Video
A broad review of agents and regimens used to manage patients with myelodysplastic syndrome.
Transcript:
Bart Scott, MD, MS: The main types of chemotherapy we use for patients fit into a broad category called hypomethylating agents. There are other treatments that patients may receive, like growth factors, GCSF, and erythropoietin. There are a minority of patients, typically younger, who have pancytopenia who would receive immunosuppressive treatment, for example. Then there are new medications that are approved like luspatercept, which stimulates red blood cell production that would fit into the type of a growth colony stimulating factor. There is a drug called eltrombopag that is also sometimes used to treat patients.
In regard to actual chemotherapy, that’s hypomethylating agents. There are some patients with MDS [myelodysplastic syndrome] who may be young, who have very aggressive disease, almost what we would call acute myeloid leukemia [AML], that would fit into a category of MDS-EB1 or MDS-EB2 that we might get more treatments that are like AML. We call that AML-induction chemotherapy.
In regard to chemotherapy, there are 2 main choices: hypomethylating therapy and induction chemotherapy. The hypomethylating therapy can be given in combination with another drug called venetoclax. In regard to who should receive chemotherapy and who should not, that’s a complicated discussion. The physician would consider the overall risk of the patient by their disease. We would use the revised IPSS [International Prognostic Scoring System] risk. It would be patients who are in higher-risk categories who would be chosen to receive either hypomethylating therapy or induction chemotherapy.

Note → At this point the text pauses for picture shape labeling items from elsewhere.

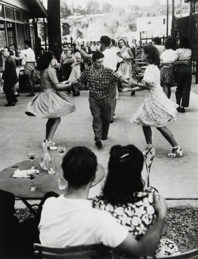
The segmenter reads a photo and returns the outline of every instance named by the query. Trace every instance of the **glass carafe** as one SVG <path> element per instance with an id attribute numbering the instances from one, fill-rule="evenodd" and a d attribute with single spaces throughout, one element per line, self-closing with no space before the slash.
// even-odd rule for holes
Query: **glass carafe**
<path id="1" fill-rule="evenodd" d="M 44 170 L 47 170 L 48 168 L 49 160 L 51 160 L 50 155 L 47 150 L 47 144 L 46 142 L 42 143 L 43 149 L 42 157 L 41 158 L 40 165 L 42 168 Z"/>

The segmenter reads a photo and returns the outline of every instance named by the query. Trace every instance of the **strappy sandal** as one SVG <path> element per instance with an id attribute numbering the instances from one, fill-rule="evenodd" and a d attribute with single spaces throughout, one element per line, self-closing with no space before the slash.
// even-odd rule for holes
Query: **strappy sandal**
<path id="1" fill-rule="evenodd" d="M 167 155 L 167 156 L 171 158 L 175 158 L 175 157 L 182 157 L 183 156 L 182 149 L 179 146 L 178 146 L 172 147 L 173 149 L 176 149 L 176 148 L 177 148 L 177 153 L 173 153 L 173 151 L 172 151 L 171 153 L 169 153 Z"/>
<path id="2" fill-rule="evenodd" d="M 57 150 L 57 146 L 54 146 L 55 145 L 55 143 L 54 142 L 52 142 L 52 141 L 47 141 L 47 140 L 45 139 L 44 140 L 44 142 L 46 142 L 47 144 L 47 149 L 50 149 L 50 150 Z"/>
<path id="3" fill-rule="evenodd" d="M 146 156 L 146 155 L 148 154 L 148 153 L 149 152 L 150 150 L 153 147 L 153 144 L 148 144 L 146 146 L 146 148 L 145 150 L 142 152 L 143 155 L 144 156 Z"/>

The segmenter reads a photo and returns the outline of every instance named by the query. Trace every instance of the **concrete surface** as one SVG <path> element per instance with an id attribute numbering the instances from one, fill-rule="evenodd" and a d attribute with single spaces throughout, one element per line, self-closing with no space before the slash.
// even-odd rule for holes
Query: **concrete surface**
<path id="1" fill-rule="evenodd" d="M 175 89 L 172 88 L 171 99 L 175 101 Z M 88 92 L 83 91 L 78 97 L 72 97 L 77 111 L 61 118 L 54 140 L 65 145 L 67 150 L 76 146 L 85 145 L 97 155 L 98 161 L 107 168 L 111 147 L 114 145 L 133 144 L 143 151 L 146 144 L 141 127 L 133 125 L 129 120 L 143 100 L 144 91 L 135 96 L 128 93 L 120 93 L 117 100 L 117 119 L 110 125 L 107 140 L 99 149 L 95 146 L 92 129 L 92 117 L 89 108 Z M 15 107 L 5 107 L 5 96 L 0 95 L 0 171 L 7 166 L 27 159 L 27 152 L 33 148 L 36 157 L 42 154 L 41 143 L 45 136 L 46 119 L 27 116 L 24 112 L 30 97 L 21 94 Z M 156 129 L 153 129 L 153 143 L 156 155 L 151 168 L 150 184 L 168 199 L 172 206 L 198 206 L 198 95 L 191 92 L 190 107 L 185 113 L 179 113 L 177 121 L 168 127 L 182 147 L 182 158 L 166 156 L 170 152 L 170 144 Z M 57 151 L 50 151 L 60 160 Z M 92 197 L 99 191 L 100 185 L 91 190 Z"/>

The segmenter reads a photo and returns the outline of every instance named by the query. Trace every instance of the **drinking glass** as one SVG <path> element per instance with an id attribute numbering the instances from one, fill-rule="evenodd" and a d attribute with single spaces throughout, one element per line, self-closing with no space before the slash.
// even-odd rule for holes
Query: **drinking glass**
<path id="1" fill-rule="evenodd" d="M 35 158 L 35 151 L 34 150 L 31 150 L 27 152 L 28 157 L 32 162 L 32 166 L 31 168 L 35 169 L 36 167 L 34 166 L 34 160 Z"/>
<path id="2" fill-rule="evenodd" d="M 29 186 L 29 190 L 31 192 L 34 192 L 36 189 L 36 186 L 34 185 L 34 179 L 36 176 L 36 169 L 31 169 L 27 170 L 27 174 L 28 177 L 31 181 L 31 185 Z"/>
<path id="3" fill-rule="evenodd" d="M 58 151 L 59 152 L 60 155 L 61 156 L 61 162 L 60 162 L 60 163 L 61 163 L 63 162 L 63 157 L 66 149 L 66 147 L 65 146 L 60 145 L 58 146 Z"/>
<path id="4" fill-rule="evenodd" d="M 59 190 L 65 190 L 66 189 L 67 187 L 67 181 L 63 177 L 63 174 L 62 170 L 57 171 L 57 176 L 58 189 Z"/>
<path id="5" fill-rule="evenodd" d="M 51 157 L 51 160 L 47 161 L 47 171 L 49 175 L 53 175 L 55 174 L 56 172 L 56 165 L 55 159 L 53 157 Z"/>

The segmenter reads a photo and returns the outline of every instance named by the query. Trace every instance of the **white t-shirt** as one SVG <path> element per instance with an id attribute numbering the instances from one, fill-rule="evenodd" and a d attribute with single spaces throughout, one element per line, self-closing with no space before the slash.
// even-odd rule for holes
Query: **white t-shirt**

There is another component we consider, and that would be the underlying health of the patient. What type of comorbidity do they have? Would they be able to tolerate induction chemotherapy or hypomethylating treatment? Hypomethylating therapy, in general, has a low toxicity profile, is relatively safe, and is probably underutilized in the treatment of MDS patients. Many patients who are “too old” or have “too many comorbidities” are probably incorrectly placed into those categories. There are many MDS patients who should probably be treated with hypomethylating therapy, for example, but are not. We’re probably not as aggressive in treating MDS patients as we should be.
Just to extend what we’re talking about with hypomethylating agents, there are 2 approved hypomethylating agents: azacytidine and decitabine. More are expected to be approved in the near future, and we are working on the oral administration of hypomethylating agents, which should improve access and compliance to care.
Amer Zeidan, MBBS, MHS: Aside from hypomethylating agents for high-risk MDS, there are no treatments that are approved aside from bone marrow transplantation. You have to be in a complete remission generally for bone marrow transplantation to work the best in patients with myelodysplastic syndromes. The lower the burden of the disease, the better. You can achieve that sometimes with hypomethylating agents, but the overall response rate is around 50%. Only 20% achieve complete responses, so many patients will not achieve a complete response, and that’s hitting a hypomethylating agent failure, which could be primary, meaning you do not respond from the get-go, secondary failure or resistance in which you responded initially, but you lost your response. Those are very challenging. The median survival for such patients is limited in the range of 4 to 6 months, and we don’t have any approved treatments in this setting. For some of the younger patients or the patients who are able to tolerate other intensive treatments, we can give them intensive chemotherapy. However, because of the age of the patients and the intensities of these therapies, many patients might not be able to tolerate anything. It’s a very difficult situation, and a lot of clinical trials are ongoing, and they’re setting to look at new agents.
For lower-risk MDS, erythropoietin-stimulating agents [ESA] are often used for anemia. If you look at older patients with lower-risk MDS, around 40% of patients would respond to these agents with the fusion independence. You can select patients who have lower total erythropoietin level or have frequent transfusions; those patients tend to respond better when you give an ESA, but the response is generally temporary. It lasts somewhere between 12 and 18 months; the patients will lose response eventually and need something else.
Lenalidomide is active when you have deletion 5q lower-risk MDS in which transfusion independence can occur in almost two-thirds of the patients. However, on deletion 5q MDS, the response rate to lenalidomide, which is an oral agent, so it’s easier to administer, can be only around 25%, and the response duration is around 30 to 40 weeks. It’s limited. Another drug that was approved just recently, a few weeks ago in early April, luspatercept, is transforming growth factor beta. What this agent does is it traps ligands for the transforming growth factor pathway and has been shown to lead to transfusion independence in around one-third of patients with lower-risk MDS if they have ringed sideroblasts; that’s a subtype of lower-risk MDS. This has become a treatment option that’s available, and it’s being used currently in the community.